きょじんのせかい
橙の世界の女神はゲルダたちを連れたゴーレムよりもはるかに大きく、『動く女神像』のようなふんいきです。
「…あの…、あなたは一体…?」
ゲルダはおそるおそる巨大な女神にたずねました。
「人よ…、まずはお前たちから名乗るが良い…。全てはそれからだ…。」
女神は自分たちから先に名乗るよう命じました。
「はい…、わたしは…、ゲルダといいます…。」
「私はゲルダの連れのブリジットと申します。」
「私は『土の女神ガイア』だ…。またの名で…、『巨人の女王』とも呼ばれておる…。ゲルダなる少女よ…、私に何用だ…?」
ゲルダたちが名乗った後、女神も名乗りました。
「わたし…、カイという男の子をさがしているんです…。デュラ様やオンタケ様に聞いてみたところ全く知らないと返されました…。オンタケ様からあなたに聞いてみてはということでここまで来ました…。ガイア様…、カイについて何か知っていることはありませんか…?」
ゲルダはなぜ自分たちがガイアのもとに来たかを伝え、カイについてたずねました。
「すまぬ…。
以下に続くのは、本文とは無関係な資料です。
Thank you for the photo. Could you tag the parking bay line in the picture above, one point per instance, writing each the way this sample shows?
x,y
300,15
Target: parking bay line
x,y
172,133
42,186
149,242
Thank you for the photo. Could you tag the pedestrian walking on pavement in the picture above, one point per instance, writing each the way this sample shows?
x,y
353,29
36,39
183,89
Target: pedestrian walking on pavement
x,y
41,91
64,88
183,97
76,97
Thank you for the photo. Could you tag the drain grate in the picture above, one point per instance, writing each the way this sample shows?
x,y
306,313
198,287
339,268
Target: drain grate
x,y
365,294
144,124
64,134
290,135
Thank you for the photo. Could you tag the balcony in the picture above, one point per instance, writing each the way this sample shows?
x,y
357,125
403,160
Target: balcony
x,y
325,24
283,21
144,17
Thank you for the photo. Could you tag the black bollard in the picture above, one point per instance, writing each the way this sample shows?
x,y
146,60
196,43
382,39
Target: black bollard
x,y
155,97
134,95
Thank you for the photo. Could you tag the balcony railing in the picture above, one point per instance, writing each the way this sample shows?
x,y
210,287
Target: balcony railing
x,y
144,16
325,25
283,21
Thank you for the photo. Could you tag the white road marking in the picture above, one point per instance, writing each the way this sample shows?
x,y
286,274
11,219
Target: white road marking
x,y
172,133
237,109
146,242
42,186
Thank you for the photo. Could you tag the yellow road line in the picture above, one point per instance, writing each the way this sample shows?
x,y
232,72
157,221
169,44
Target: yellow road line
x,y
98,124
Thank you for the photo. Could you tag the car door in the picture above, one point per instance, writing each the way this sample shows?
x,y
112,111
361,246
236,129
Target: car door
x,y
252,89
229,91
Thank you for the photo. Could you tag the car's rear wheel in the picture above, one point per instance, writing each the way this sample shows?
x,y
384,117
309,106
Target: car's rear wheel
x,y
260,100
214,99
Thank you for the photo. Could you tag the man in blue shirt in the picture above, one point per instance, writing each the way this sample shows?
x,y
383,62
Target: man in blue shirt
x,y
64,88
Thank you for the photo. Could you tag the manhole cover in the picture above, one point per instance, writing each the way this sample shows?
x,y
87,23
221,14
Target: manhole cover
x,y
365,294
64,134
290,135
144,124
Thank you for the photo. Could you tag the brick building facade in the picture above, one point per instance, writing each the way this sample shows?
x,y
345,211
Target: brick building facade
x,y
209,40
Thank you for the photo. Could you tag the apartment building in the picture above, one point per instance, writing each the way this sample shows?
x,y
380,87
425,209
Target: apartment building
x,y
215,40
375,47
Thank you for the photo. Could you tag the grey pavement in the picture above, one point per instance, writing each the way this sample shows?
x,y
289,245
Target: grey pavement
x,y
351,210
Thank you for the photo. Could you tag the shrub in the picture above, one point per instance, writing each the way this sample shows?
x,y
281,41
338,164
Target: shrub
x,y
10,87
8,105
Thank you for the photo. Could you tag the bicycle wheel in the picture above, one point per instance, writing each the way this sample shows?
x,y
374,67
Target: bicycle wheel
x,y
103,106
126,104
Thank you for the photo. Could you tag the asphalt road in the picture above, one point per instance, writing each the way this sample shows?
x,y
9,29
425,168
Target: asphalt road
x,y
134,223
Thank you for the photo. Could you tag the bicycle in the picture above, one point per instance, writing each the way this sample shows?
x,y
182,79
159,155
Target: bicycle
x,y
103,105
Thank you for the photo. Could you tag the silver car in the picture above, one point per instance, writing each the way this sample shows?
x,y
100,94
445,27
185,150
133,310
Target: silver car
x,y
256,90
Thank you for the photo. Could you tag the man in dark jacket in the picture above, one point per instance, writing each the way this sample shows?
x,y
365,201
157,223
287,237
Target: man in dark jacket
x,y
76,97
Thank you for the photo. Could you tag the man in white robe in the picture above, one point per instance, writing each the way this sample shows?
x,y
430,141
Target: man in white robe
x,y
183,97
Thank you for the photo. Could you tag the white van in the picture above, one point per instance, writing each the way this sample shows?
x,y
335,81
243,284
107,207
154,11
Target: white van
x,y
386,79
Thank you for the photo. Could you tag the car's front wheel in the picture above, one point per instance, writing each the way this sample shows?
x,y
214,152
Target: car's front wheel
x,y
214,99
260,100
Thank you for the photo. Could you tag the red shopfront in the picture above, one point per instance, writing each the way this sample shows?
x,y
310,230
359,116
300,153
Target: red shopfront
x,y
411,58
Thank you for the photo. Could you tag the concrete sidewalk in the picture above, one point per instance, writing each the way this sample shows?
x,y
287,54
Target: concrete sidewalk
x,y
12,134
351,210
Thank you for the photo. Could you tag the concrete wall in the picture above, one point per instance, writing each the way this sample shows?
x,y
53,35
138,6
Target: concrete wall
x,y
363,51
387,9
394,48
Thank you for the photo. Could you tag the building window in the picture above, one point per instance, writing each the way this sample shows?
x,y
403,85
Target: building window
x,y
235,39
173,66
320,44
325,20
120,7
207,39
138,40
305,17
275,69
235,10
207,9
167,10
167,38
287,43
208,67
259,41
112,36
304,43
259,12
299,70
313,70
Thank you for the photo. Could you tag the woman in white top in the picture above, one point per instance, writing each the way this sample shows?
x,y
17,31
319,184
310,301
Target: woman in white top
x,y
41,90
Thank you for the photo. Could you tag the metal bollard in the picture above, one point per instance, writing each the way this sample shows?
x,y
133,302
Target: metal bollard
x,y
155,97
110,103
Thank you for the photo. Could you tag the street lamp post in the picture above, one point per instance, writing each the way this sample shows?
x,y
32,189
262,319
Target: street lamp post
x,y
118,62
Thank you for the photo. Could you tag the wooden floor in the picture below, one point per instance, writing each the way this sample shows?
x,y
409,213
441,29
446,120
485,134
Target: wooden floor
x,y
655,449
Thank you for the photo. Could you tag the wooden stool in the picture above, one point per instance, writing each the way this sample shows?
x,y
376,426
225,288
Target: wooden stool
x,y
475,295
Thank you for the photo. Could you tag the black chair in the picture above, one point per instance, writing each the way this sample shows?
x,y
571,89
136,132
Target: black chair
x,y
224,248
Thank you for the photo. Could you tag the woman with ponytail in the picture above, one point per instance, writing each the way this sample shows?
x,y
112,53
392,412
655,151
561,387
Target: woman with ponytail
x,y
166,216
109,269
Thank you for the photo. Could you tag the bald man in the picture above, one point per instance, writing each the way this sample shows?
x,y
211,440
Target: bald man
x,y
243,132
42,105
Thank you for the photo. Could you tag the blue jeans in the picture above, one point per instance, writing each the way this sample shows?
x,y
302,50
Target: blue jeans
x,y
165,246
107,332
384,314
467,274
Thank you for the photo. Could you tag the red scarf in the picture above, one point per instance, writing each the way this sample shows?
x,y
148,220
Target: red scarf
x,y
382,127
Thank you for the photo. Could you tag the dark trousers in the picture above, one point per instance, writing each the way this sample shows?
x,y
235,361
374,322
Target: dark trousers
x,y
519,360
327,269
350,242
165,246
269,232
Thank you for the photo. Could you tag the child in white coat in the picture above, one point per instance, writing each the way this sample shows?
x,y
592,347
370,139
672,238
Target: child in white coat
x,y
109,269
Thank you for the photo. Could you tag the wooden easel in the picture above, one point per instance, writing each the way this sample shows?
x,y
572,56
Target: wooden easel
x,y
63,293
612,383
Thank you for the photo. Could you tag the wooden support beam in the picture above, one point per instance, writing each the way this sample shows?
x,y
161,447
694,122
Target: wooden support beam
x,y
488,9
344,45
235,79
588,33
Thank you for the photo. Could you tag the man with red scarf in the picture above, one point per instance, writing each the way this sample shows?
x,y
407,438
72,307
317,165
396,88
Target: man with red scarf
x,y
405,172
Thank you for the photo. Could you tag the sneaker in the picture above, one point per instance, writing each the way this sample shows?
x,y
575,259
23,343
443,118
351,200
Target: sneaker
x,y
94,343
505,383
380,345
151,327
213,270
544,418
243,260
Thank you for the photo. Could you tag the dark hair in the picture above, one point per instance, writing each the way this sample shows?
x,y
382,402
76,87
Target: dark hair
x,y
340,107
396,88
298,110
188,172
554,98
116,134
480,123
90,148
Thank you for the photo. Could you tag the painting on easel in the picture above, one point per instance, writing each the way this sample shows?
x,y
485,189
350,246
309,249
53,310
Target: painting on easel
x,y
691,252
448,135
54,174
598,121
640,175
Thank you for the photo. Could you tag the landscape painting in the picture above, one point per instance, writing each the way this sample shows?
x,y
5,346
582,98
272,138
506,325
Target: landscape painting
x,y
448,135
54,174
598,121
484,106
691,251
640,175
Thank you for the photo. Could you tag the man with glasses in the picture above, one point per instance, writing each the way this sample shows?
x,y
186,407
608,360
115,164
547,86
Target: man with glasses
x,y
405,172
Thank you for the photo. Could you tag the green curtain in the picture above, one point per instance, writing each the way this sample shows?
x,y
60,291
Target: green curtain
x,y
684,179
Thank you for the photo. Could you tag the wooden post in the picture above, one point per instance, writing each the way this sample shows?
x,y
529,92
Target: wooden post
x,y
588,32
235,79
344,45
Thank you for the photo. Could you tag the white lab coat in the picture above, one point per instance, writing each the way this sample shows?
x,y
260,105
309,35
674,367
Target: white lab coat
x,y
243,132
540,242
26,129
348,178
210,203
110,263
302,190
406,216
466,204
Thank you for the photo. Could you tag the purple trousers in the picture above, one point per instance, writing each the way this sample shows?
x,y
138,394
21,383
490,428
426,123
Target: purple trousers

私にも全くわからぬ…。黄の世界の女神なら…、何かを知っていよう…。そこに向かうが良い…。」
ガイアはカイについて何も知らないことと、黄の世界の女神のもとをたずねるようゲルダに伝えました。
「そうですか…、わかりました…。」
ゲルダはカイについて何も手がかりがつかめず肩を落としました。
「…せっかく私とあいまみえたのだ…。お前たちに『歯車の紋章』をさずけよう…。これでお前たちも土のかごを受けられる…。それからゴーレムとも話ができるぞ…。」
ガイアは歯車の形をした橙色の紋章をゲルダとブリジットにさずけました。
「ありがとうございます。」
ゲルダとブリジットはガイアにお礼を言いました。そして、先ほどゲルダたちを連れたゴーレムが二人のもとに歩みより、ゲルダの前にひざまずきました。
「小さな英雄よ…、われを…、お連れいただきたい…。われは…、よろこんで…、ぬしらの力になろう…。」
ゴーレムはゲルダに同行を申し出ました。
「わかりました。これからのあなたの名前は『ホルガー』よ。よろしくね、ホルガー。」
ゲルダはゴーレムの申し出を受け、ゴーレムの名前を決めると、歯車の紋章がホルガーのむねにある同じ形をした紋章に向けて光を放ちました。
「良き名を付けて頂き…、かんしゃいたす…、マスター…。」
ホルガーはゲルダをマスターとしました。
「ゴーレムはきわめて強い…。その強さは破壊をもたらしうる…。ゴーレムを同行する以上…、さいごまで相棒としてせっし…、御することが…、お前たちの責務だ…。」
ガイアはゲルダたちにゴーレムのあつかいについて忠告しました。
「はい。」
ゲルダたちはうなずきました。
「では…、お前たちに土のかごがあらんことを…。」
「色々とありがとうございました。それではごきげんよう。」
「あなたにも火のかごがありますように。」
「女王様…、これより…、われ…、ホルガーは…、小さな英雄たちの…、力となろう…。わがむねの…、歯車の紋章にかけて…。」
ゲルダたちはガイアに別れを告げ、黄の世界へとたびだちました。